Ensuite, il faut reconnaître que l'encadrement des loyers n'a pas été instauré pour abaisser tous les loyers mais bien pour réduire les abus. En effet, la mesure ne fait qu'interdire les loyers qui sont de 20 % supérieurs à un loyer de référence déterminé par quartier et par type de bien (vide ou meublé, nombre de pièces, surface, ancienneté). Et cela se voit dans les chiffres : certes les loyers ont baissé en 2015 pour 30 % des nouveaux emménagés parisiens, notamment grâce à l'encadrement. Mais en parallèle, les loyers des nouveaux contrats de location parisiens sont restés globalement en hausse d'1,6 % par rapport à 2014, à 24,80 euros le mètre carré en moyenne. Il n'y a donc pas de baisse du niveau moyen des loyers à Paris, au contraire, mais bien une baisse du nombre de loyers abusifs. Jusqu'ici, la rentabilité des bailleurs qui ne pratiquent pas des loyers abusifs n'est donc pas inquiétée par l'encadrement.

Des loyers de référence élevés

Par ailleurs, il n'y a qu'à se rendre sur la plateforme internet du gouvernement dédiée à l'évaluation des loyers, pour se rendre compte que le niveau des loyers de référence reste relativement haut, notamment pour les petites surfaces - qui sont par ailleurs connues pour être les plus rentables à Paris. La loi s'attaque donc bien à des loyers abusifs. Des loyers qui le plus souvent pèsent très lourd sur le budget des locataires, et qui ont pour effets pervers de réduire significativement leur capacité à épargner et à consommer autre chose que de l'immobilier.

Il y a là un débat majeur : sachant que le logement est un bien de première nécessité, les locataires sont prêts à y consacrer une part très importante de leurs revenus.

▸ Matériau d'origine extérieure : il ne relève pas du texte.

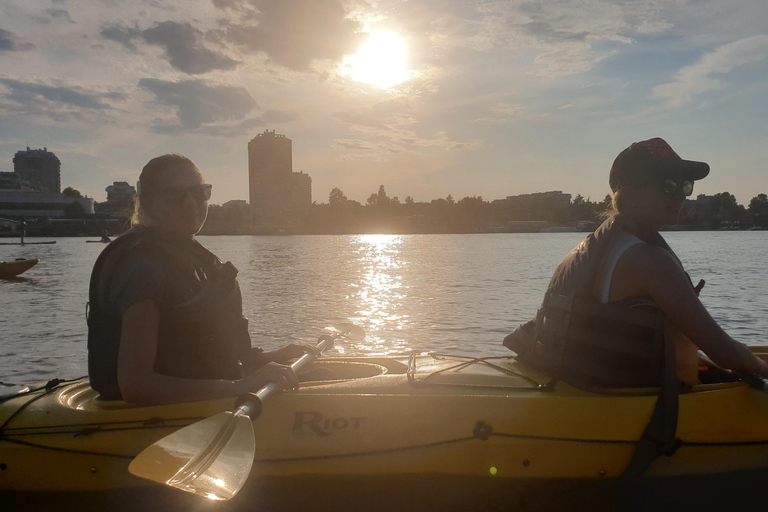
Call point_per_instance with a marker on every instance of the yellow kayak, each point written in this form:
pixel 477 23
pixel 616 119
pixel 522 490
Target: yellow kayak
pixel 484 419
pixel 10 269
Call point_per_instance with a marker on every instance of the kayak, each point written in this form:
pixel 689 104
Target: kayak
pixel 27 243
pixel 14 268
pixel 472 419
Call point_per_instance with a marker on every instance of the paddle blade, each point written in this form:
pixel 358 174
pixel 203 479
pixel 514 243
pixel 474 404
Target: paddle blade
pixel 211 458
pixel 348 330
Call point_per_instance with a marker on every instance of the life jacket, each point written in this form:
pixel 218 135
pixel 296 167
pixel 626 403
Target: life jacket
pixel 585 342
pixel 577 339
pixel 202 333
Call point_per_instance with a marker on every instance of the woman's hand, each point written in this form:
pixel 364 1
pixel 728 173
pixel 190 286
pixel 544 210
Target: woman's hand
pixel 290 352
pixel 280 374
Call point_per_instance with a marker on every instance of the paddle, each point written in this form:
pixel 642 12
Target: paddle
pixel 213 457
pixel 751 379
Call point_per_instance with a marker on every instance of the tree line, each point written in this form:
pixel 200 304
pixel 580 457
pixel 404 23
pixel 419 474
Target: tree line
pixel 382 213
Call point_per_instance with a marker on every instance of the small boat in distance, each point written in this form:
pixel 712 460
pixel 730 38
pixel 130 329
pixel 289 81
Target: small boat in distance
pixel 27 243
pixel 9 269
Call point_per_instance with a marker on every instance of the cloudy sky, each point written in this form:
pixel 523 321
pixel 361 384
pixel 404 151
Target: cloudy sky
pixel 427 97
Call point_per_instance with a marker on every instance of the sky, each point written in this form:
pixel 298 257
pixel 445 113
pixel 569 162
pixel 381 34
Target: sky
pixel 426 97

Faut-il alors laisser se développer des pratiques fixant des loyers indécents, avec des conséquences sociales et économiques potentiellement néfastes, au seul titre du respect d'une loi du marché impitoyable qui accroît les rendements à court terme quand les déséquilibres le permettent ?

Paris, une ville très dense

Les tenants d'une ligne plus libérale expliquent certes que ce n'est pas par un excès de régulation que l'on fait baisser les prix ou les loyers, mais par un accroissement significatif de l'offre de logements... mais pour Paris intramuros, cet argument reste très limité, car la capitale française est la grande ville occidentale la plus dense au monde. Avec un parc de près d'1,4 million de logements, il est très difficile d'y construire significativement plus - la mairie de Paris a pour objectif de mettre 10.000 nouveaux logements à dispositions des parisiens chaque année sur le marché - et d'influencer significativement le marché.

Le débat devrait en fait se régler au niveau de la petite couronne, où le gouvernement compte, pour plus de cohérence, étendre l'encadrement des loyers à 400 villes des trois départements de la petite couronne parisienne (Hauts-de-Seine, Seine-Saint-Denis, Val-de-Marne). L'Olap possède déjà, comme pour Paris, les données suffisantes pour fixer les fameux « loyers de référence » par quartier et par type de bien. Et alors que la métropole se développe et vise à réduire les déséquilibres sociaux, territoriaux et fiscaux en son sein, réduire les loyers abusifs en grande couronne n'aurait rien d'absurde.